Michael durchsiebte sämtliche Papierschnitzel, Bilder, Erinnerungsstücke. Sein Vater hatte sein Leben besser protokolliert als er selbst.
Schließlich sammelte er alles zusammen und legte es ordentlich zurück in die Schubladen. Er warf einen letzten Blick in den Raum, der bis ins Kleinste organisiert war, genau wie Stephens äußeres Erscheinungsbild. Waffen in Waffenschränken, die jeweilige Munition in Kistchen, die unter der dazugehörigen Waffe gestapelt waren. Zigarren, mit Etiketten gekennzeichnet und nach Datum sortiert, und neben dem Telefon eine mit der Schreibmaschine getippte Liste mit Notrufnummern.
Ein Motiv jedoch glänzte auffallend durch Abwesenheit. Es war das einzige Foto, nach dem er sich jemals verzehrt hatte.
Es gab kein Bild von seiner Mutter.
»O Mann«, sagte eine Stimme.
Michael drehte sich um und sah Busch im Türrahmen stehen, der auf die Bilder an der Wand schaute, dieses Denkmal, das Michael zu Ehren errichtet worden war.

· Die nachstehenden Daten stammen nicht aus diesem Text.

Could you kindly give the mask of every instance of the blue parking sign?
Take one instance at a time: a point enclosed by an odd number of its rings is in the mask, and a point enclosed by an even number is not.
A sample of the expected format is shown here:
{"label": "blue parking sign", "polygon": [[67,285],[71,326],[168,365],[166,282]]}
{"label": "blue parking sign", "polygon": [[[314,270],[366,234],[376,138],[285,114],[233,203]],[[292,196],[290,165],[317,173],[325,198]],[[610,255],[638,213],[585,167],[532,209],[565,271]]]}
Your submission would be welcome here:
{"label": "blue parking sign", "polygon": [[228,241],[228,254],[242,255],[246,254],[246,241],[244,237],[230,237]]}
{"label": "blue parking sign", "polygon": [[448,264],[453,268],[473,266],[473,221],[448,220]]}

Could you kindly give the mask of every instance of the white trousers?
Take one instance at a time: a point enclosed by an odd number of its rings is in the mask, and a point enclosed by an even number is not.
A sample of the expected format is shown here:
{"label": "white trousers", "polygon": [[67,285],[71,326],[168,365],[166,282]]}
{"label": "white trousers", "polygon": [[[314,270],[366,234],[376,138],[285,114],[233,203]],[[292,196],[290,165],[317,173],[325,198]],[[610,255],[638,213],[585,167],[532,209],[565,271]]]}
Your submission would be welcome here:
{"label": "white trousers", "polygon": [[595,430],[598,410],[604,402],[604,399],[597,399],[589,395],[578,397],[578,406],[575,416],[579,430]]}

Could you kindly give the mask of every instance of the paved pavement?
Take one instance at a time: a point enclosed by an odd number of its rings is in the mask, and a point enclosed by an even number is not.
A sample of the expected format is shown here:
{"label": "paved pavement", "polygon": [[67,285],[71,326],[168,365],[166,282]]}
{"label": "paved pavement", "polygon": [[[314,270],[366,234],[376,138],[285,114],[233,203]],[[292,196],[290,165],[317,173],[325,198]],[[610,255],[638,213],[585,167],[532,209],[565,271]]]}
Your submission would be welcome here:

Busch blickte seinen Freund an und fand keine Worte. Er kannte derartige Ausstellungen von früher: Sie fanden sich häufig in den Wohnungen und Häusern von Kriminellen, die auf diese Weise ihre Besessenheit mit ihren Opfern zur Schau stellten. Aber das hier war etwas anderes. Busch hatte nicht den geringsten Zweifel, was es war: Das hier war eine Wand des Bedauerns, die zeigte, was hätte sein können. Ein Fenster in die Gefühlswelt von Stephen Kelley.
»Ich glaube nicht, dass er dich jemals weggegeben hat«, sagte Busch leise.
Michael knipste das Licht aus und verließ den Panikraum.
»Wir fliegen nach Russland«, sagte Busch widerwillig. »Richtig?«
Michael und Busch gingen durchs Schlafzimmer und stiegen die Treppen hinunter.